AniSDF: Fused-Granularity Neural Surfaces with Anisotropic Encoding for High-Fidelity 3D Reconstruction

Authors: Jingnan Gao, Zhuo Chen, Xiaokang Yang, Yichao Yan

ICLR 2025 | Venue PDF | Archive PDF | Plain Text | LLM Run Details

Reproducibility Variable Result LLM Response
Research Type Experimental Extensive experiments demonstrate that our method boosts the quality of SDF-based methods by a great scale in both geometry reconstruction and novel-view synthesis. ... 4 EXPERIMENTS ... 4.1 EXPERIMENT SETUPS ... 4.2 COMPARISONS ... 4.3 ABLATION STUDIES
Researcher Affiliation Academia Jingnan Gao Zhuo Chen Xiaokang Yang Yichao Yan Mo E Key Lab of Artificial Intelligence, AI Institute, Shanghai Jiao Tong University.
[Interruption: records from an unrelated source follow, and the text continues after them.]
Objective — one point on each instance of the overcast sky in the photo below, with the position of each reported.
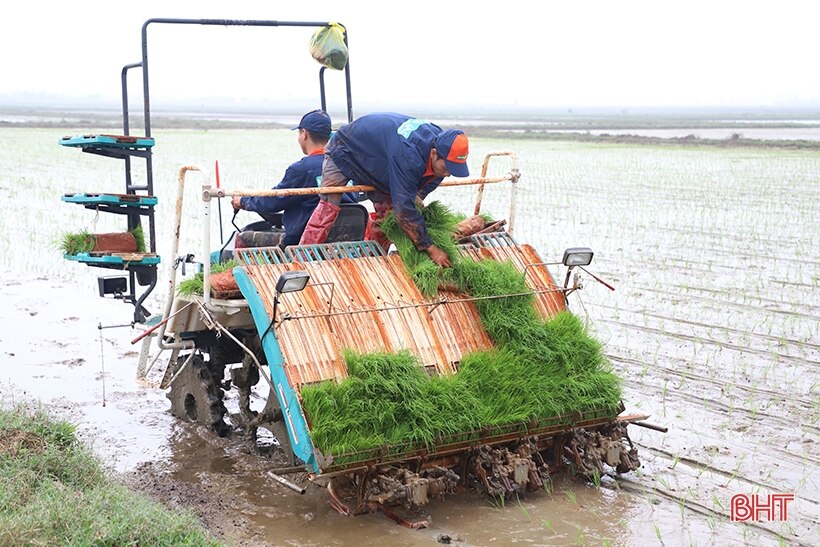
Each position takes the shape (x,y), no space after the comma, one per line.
(504,54)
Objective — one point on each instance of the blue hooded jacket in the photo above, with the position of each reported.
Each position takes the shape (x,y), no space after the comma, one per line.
(391,152)
(304,173)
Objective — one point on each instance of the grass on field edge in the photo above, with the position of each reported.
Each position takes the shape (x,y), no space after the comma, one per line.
(53,491)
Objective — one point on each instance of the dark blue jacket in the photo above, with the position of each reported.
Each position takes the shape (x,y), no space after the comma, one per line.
(305,173)
(391,152)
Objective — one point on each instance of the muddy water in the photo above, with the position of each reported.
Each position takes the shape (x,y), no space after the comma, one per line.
(714,326)
(54,354)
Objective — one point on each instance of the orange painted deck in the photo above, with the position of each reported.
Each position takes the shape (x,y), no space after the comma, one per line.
(371,304)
Pseudocode No The paper describes methods in prose and mathematical equations (e.g., equations 1-18) but does not contain explicitly labeled pseudocode or algorithm blocks.
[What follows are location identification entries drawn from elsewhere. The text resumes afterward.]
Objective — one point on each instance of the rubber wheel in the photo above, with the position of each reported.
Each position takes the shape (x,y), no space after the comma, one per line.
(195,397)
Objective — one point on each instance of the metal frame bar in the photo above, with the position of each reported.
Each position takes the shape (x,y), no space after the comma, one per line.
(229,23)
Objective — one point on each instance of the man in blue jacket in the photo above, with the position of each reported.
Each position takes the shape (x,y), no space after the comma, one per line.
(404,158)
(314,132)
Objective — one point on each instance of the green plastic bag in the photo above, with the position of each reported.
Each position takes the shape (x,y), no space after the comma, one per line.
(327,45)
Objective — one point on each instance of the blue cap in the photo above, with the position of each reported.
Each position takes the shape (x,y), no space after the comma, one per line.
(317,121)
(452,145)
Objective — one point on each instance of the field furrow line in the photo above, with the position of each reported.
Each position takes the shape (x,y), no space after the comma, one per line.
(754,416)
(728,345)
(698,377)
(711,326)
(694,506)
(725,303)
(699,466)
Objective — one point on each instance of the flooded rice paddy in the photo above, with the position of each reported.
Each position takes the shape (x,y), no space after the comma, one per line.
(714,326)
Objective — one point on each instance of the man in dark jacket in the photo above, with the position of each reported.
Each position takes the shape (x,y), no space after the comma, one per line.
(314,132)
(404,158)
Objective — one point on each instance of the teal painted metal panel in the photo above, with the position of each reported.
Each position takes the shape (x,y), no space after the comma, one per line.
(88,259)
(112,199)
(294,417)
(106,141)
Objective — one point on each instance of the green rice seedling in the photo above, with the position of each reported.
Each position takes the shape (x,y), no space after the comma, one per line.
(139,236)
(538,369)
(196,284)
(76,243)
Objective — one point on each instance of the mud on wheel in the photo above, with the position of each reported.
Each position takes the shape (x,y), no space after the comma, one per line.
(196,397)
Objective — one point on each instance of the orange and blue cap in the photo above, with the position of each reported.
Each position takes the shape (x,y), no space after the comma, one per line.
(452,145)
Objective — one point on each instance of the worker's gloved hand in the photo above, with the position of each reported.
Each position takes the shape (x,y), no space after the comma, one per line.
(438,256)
Open Source Code No The paper provides a project website link (https://g-1nonly.github.io/Ani SDF_Website/) but does not contain an explicit statement about the release of source code or a direct link to a code repository for the methodology described.
Open Datasets Yes In our experiment, we use Ne RF Synthetic dataset Mildenhall et al. (2020), DTU dataset Wang et al. (2021a), Shiny Blender dataset Verbin et al. (2022), Shelly dataset Wang et al. (2023d) for training and evaluation.
Dataset Splits No The paper states that datasets such as Ne RF Synthetic, DTU, Shiny Blender, and Shelly datasets were used for 'training and evaluation' but does not provide specific details on the training, validation, or test splits used for these datasets.
Hardware Specification Yes Our model is trained using a single Tesla V100 for around 2-3 hours
Software Dependencies No The paper mentions using 'marching cubes as the mesh extraction tools' but does not specify any software names with version numbers or specific library dependencies used for the experiments.
Experiment Setup Yes Our model is trained using a single Tesla V100 for around 2-3 hours and the hyperparameters for the loss function in our method are set to be: λ1 = 0.1, λ2 = 0.001, λ3 = 0.001, λ4 = 0.01. Our coarse-grid is from level 4 to 10 (m), and fine-grid is from 10 (m) to 16 (L), both with 2 as feature dimension. ... Both the geometry network MLP and View.MLP have 2 hidden layers with 64 neurons. The Ref.MLP has 2 hidden layers with 128 neurons and the Weight.MLP has 1 hidden layers with 64 neurons.